Conforme GUILHERME NUCCI, "não há novidade neste artigo. Sempre que houver a possibilidade de se assegurar futuro confisco do produto ou proveito do crime, eventual reparação de dano à pessoa ofendida, inclusive o Estado, bem como o pagamento de despesas processuais e custas, tornando indisponíveis os bens do suspeito ou acusado, nos termos dos arts. 125 e seguintes do CPP" (Leis Processuais e Processuais Penais Comentadas, vol. 2, 8ª ed., Rio de Janeiro: Forense, 2014, p. 529).


In casu, pretende a apelante a liberação de cinco contas bancárias bloqueadas nos autos do Inquérito Policial n.º 2007.61.81.001278-5 (Operação Pirita), vinculado à Ação Penal n.º 2008.61.81.008935-0, em trâmite perante o Juízo da 2ª Vara Federal Criminal de São Paulo/SP, e onde se apura a prática de crimes contra o sistema financeiro e crimes de lavagem de capitais. Em consulta ao sítio eletrônico da Justiça Federal de São Paulo/SP, é possível verificar que houve desmembramento do processo, dando origem à Ação Penal n.º 2010.61.81.000697-8, na qual o filho da apelante é réu, e que até a presente data não foi sentenciada.
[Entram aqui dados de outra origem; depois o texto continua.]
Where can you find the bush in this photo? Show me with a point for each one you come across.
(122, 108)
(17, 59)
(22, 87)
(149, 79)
Consta dos autos que Marcos Neto Macchione, filho da apelante, foi denunciado como incurso na prática de crime contra o sistema financeiro e lavagem de capitais. Como a apelante possui contas bancárias conjuntas com o filho único, o bloqueio de bens e valores de propriedade de seu filho está lhe prejudicando, pois a ordem judicial levou ao bloqueio de suas contas.


O MM. Juiz de primeiro grau indeferiu o incidente de restituição de coisas apreendidas, tendo entendido que a requerente não conseguiu comprovar a origem lícita dos recursos e não elucidou satisfatoriamente as vultosas doações realizadas ao denunciado Marcos Neto Macchione.


A apelante alega, em síntese, que os fundos presentes nas contas bancárias bloqueadas possuem origem lícita e são de sua propriedade exclusiva, pois são fruto de seu trabalho, e as doações tiveram o intuito apenas de ajudar seu filho financeiramente, pois a apelante tem renda mensal de aproximadamente R$ 19.500,00 (dezenove mil e quinhentos reais) e possui condições de fazer doações de R$ 62.350,00, R$ 65.000,00 e R$ 115.000,00 ao seu filho, para que este, recém-casado, pudesse adquirir veículo automotor e imóvel, além de ter auxiliado no pagamento da lua-de-mel do filho.


Em que pesem as razões recursais, o pleito não merece ser provido.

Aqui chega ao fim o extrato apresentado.